Lalitpur City, Nepal, 31 March 2022 – Nepal’s Katmandu Valley is home to seven world heritage sites and over 50 heritage settlements -- old towns characterised by a typical pattern of compact row housing of three to four floors, brick houses clustered around courts, stone paved streets and narrow alleys. They are peppered with temples and open spaces usually with traditional water sources such as stone spout, wells and pond.

Dating back centuries, these settlements hold historical and architectural significance and rich cultural values, in addition to their contribution to Nepal’s tourism industry.

In 2015, an earthquake severely damaged many of the houses and monuments in several heritage settlements. With physical damage came ruin to the economic vitality that many of these settlements enjoyed from year-long international tourism.

UN-Habitat project

In a project that started in 2018, UN-Habitat project Sustainable Tourism and Green Growth for Heritage Settlements of Kathmandu Valley Project worked to rebuild the heritage settlements of Bungamati and Pilachhen, the latter a farm community on outskirts of Lalitpur, which is also known as city of craft.

The project was funded by European Union’s Switch Asia Initiative.

These households still depend on agriculture, although many community members have shifted to regular jobs and business. In the reconstruction project, UN-Habitat provided technical assistance to use typical traditional technology and restore Newar settlement morphology in which the houses are planned around courtyard with streets and underpasses leading to interconnected open spaces.
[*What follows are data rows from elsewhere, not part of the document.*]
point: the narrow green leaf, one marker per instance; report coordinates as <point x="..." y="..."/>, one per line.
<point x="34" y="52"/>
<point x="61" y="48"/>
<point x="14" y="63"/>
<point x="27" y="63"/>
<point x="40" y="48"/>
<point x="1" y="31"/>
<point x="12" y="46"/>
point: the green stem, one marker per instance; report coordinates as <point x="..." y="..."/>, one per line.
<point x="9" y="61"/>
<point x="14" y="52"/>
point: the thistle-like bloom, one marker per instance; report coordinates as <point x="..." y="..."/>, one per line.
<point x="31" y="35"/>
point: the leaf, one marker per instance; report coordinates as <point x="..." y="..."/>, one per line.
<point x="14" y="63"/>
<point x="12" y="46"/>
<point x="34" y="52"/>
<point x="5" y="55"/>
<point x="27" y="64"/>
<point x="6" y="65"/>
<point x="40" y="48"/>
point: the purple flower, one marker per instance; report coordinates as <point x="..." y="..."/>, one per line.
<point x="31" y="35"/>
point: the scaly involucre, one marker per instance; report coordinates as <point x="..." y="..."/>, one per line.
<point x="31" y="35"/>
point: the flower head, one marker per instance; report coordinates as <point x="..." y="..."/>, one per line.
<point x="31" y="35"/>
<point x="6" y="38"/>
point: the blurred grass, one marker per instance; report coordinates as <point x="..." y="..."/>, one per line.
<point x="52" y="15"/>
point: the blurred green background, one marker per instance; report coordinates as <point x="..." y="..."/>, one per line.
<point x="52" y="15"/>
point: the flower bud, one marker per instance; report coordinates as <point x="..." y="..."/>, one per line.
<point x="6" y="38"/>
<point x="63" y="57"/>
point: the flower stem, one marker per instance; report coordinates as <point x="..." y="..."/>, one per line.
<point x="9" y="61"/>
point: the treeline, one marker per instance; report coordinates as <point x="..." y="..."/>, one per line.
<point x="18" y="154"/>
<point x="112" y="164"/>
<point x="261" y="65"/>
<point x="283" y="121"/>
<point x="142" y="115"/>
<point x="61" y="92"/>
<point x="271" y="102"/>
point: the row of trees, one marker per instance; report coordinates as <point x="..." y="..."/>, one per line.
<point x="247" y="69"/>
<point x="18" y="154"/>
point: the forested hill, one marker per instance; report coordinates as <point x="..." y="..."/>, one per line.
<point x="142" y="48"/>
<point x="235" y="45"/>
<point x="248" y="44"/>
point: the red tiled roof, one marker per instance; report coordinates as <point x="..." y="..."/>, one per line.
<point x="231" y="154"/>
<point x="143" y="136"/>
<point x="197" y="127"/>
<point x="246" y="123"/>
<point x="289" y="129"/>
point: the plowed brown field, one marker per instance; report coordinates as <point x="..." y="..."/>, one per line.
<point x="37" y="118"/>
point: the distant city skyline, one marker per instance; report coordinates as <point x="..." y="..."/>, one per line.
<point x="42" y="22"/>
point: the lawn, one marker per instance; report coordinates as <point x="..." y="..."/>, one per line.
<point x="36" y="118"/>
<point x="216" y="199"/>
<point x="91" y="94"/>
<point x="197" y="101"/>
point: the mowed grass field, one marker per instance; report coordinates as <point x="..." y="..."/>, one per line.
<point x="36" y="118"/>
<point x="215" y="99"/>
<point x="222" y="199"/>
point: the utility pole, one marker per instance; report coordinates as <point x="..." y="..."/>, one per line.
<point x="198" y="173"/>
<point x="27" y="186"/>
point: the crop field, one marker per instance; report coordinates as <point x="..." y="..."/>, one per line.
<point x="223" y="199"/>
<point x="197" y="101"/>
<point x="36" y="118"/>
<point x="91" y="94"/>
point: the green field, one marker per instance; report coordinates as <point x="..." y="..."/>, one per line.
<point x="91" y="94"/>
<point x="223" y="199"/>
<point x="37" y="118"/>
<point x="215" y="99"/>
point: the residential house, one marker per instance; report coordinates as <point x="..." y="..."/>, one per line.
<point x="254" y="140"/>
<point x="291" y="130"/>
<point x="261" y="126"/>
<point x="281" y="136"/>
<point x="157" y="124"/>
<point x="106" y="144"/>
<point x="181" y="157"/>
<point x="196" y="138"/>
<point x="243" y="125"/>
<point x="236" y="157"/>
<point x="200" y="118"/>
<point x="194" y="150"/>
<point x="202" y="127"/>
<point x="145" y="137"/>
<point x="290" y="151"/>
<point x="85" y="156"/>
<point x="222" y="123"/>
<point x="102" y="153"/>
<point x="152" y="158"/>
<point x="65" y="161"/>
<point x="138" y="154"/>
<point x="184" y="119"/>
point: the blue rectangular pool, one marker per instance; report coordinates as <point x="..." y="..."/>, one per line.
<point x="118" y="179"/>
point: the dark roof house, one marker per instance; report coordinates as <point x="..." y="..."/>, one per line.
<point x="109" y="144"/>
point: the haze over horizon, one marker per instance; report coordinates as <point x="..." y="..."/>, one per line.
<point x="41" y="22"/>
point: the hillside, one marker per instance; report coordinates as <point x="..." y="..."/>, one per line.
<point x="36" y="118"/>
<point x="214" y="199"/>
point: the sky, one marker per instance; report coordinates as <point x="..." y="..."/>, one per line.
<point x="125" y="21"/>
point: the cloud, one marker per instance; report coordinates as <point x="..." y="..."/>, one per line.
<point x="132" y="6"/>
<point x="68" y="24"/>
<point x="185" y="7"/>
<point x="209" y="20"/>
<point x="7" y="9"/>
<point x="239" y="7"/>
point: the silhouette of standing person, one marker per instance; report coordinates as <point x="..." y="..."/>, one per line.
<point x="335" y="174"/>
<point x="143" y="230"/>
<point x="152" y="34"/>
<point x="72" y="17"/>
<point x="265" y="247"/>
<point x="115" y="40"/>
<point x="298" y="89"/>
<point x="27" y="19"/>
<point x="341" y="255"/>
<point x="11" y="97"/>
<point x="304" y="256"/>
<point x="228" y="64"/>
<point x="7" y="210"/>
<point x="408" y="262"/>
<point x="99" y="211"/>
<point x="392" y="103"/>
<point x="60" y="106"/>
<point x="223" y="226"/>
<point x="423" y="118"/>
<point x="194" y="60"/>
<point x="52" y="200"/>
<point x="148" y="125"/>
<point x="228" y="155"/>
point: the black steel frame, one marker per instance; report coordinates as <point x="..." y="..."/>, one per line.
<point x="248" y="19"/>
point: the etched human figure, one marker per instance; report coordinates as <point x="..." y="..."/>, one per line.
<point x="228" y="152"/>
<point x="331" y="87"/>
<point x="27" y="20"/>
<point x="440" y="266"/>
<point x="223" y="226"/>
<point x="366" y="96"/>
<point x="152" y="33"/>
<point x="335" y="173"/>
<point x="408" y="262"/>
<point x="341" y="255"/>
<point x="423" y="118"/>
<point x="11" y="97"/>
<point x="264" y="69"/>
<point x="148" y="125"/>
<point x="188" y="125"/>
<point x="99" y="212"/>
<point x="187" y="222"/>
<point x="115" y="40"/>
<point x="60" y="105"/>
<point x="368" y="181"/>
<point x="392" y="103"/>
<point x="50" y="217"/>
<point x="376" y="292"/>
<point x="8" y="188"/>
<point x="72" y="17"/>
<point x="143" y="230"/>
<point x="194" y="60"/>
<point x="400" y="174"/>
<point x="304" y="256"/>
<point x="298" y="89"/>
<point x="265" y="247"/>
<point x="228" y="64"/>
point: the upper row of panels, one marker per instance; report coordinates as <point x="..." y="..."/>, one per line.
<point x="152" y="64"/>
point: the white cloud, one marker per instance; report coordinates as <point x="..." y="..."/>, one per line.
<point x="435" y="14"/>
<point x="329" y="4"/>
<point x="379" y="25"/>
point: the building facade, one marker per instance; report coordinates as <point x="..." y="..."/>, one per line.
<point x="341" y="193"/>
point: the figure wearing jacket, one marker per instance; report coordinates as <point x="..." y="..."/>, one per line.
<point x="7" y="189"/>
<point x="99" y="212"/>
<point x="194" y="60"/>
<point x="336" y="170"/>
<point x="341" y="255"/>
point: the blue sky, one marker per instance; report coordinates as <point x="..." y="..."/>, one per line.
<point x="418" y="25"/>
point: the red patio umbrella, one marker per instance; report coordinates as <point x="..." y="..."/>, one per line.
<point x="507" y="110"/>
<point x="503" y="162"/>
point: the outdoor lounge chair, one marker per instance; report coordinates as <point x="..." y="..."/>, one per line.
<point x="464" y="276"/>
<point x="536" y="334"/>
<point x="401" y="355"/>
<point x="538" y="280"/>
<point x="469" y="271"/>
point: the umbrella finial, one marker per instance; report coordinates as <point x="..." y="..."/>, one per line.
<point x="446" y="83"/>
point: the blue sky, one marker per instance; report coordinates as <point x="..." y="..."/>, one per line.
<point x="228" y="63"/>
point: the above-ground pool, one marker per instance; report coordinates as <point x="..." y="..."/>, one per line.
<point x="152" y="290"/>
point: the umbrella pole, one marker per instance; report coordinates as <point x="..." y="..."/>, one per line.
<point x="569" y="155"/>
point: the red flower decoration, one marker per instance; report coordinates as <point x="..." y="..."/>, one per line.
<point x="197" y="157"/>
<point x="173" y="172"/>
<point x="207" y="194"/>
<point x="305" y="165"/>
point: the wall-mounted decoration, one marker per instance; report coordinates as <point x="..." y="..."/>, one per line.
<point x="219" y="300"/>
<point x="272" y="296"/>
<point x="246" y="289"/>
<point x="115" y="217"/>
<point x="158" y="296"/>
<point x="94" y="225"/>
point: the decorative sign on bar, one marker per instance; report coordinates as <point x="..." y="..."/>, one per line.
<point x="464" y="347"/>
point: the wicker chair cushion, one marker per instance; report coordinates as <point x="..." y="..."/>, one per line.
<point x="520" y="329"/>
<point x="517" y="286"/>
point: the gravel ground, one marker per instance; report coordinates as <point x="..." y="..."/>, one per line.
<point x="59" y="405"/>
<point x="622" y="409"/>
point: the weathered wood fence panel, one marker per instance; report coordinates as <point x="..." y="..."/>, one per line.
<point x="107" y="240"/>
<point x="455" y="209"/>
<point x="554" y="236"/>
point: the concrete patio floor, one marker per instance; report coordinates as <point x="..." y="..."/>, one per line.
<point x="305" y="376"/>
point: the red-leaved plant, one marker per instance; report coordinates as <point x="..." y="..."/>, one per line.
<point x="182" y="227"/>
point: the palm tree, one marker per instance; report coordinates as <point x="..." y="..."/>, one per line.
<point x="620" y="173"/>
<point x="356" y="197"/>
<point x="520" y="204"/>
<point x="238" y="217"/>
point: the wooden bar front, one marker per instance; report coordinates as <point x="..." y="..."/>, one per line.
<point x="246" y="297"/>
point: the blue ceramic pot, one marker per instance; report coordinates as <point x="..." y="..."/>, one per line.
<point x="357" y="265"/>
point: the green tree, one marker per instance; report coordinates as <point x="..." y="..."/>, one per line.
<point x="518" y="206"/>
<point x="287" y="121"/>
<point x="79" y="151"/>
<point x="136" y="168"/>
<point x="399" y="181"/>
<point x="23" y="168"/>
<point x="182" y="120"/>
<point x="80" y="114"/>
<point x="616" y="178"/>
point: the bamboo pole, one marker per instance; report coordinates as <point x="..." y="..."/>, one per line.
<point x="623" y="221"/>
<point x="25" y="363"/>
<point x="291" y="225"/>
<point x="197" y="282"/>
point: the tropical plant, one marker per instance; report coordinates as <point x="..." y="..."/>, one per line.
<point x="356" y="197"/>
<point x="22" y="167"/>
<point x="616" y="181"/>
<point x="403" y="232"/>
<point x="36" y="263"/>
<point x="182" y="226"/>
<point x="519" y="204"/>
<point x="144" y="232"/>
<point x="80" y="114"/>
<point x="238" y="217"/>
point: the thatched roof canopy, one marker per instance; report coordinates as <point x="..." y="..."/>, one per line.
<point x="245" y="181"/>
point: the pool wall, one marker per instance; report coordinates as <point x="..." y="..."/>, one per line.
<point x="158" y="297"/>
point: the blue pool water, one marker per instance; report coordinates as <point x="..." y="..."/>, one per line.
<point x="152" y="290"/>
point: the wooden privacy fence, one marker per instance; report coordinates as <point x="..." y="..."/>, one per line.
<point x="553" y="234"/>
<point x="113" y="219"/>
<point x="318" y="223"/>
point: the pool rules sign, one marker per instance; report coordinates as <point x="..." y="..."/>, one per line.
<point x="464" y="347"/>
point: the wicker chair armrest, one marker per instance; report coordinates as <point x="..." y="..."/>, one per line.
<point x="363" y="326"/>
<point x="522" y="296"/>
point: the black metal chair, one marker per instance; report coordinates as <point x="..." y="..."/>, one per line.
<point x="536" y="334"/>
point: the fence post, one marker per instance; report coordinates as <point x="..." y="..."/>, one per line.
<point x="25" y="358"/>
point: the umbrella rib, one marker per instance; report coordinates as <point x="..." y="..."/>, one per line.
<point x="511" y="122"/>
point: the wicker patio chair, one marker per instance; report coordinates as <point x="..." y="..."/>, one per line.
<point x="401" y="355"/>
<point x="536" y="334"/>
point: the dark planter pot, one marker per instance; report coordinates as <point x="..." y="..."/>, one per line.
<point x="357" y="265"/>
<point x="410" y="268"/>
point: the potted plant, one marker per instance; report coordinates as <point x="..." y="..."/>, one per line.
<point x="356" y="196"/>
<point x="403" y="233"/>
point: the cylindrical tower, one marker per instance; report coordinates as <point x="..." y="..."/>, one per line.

In addition to technical assistance, the project supported in restoring the rest house and the traditional pond in Pilachhen, which has around 139 houses for a population of about 700 people.

Ponds in such heritage settlements have ecological, religious and socio-cultural significance. They help enhance micro-climate, fulfill water demand in the dense settlements, and contribute to in ground water recharge and storm water management.

The Pilachhen pond after renovation @UNHabitat/Srijan_Shrestha
The Pilachhen pond after renovation

Handover ceremony

The culmination of the UN-Habitat project was marked at a ceremony earlier this month at the Pilachhen to inaugurate the pond and demonstrate both tangible and intangible cultural and tourism promotion contributions of the project.

Speaking in the event, the European Union Ambassador Nona Deprez emphasized the relevance of these initiatives to enable transition of heritage settlements towards the green economy by strengthening the institutional capacity of local governments and communities.

Priyanka Maharjan, project beneficiary and a young artist, explaining her arts to the EU Ambassador @UNHabitat/Sagar BC
Priyanka Maharjan, project beneficiary and a young artist, explaining her arts to the EU Ambassador
[UNHabitat/Sagar BC]

Pragya Pradhan, UN-Habitat Programme Manager in Nepal, emphasised that “the project serves as a replicable model that integrates physical rebuilding of heritage settlement with economic recovery of the communities through building their entrepreneurship skills and establishing enterprises to revitalize the tourism sector.”

She added: “We foresee its relevance even more today as we commit to green recovery of the sector after COVID-19, and building sustainable economy based on local resources and competitive advantages such as heritage tourism.

At the ceremony, the local officials handed over to the national government Heritage Recovery Plans and Tourism Development and Entrepreneurship Development Plans that were prepared through community processes and intensive consultations.

Local and national authorities could now use those plans for needed vertical collaborations to ensure additional logistical, programmatic, and local investment details are carried out based on the prioritization of initiatives framed in the Heritage Recovery Plan.

Moving forward

Nepal’s Under Secretary of the Ministry of Culture, Tourism and Civil Aviation and the Director of the country’s Tourism Board highlighted the significance of the project and committed to provide further capacity building in other areas as needed.

The UN-Habitat project also provided trainings to the women and youth on tourism and skills development linked to intangible heritage, local handicraft, food and hospitality.

The training sessions benefitted 600 individuals, of whom 60 were from Pilachhen and later showcased their products for ceremony exhibition.

Women-led enterprises showcased their products during the ceremony
Women-led enterprises showcased their products during the ceremony

In his closing remarks, Mayor Chiri Babu Maharjan reiterated his commitment to prioritising green development through conservation and promotion of the heritage settlements. He highlighted various initiatives that have been undertaken by the municipality to reconstruct monuments, preserve and reclaim public open spaces and green mobility to connect the heritage sites.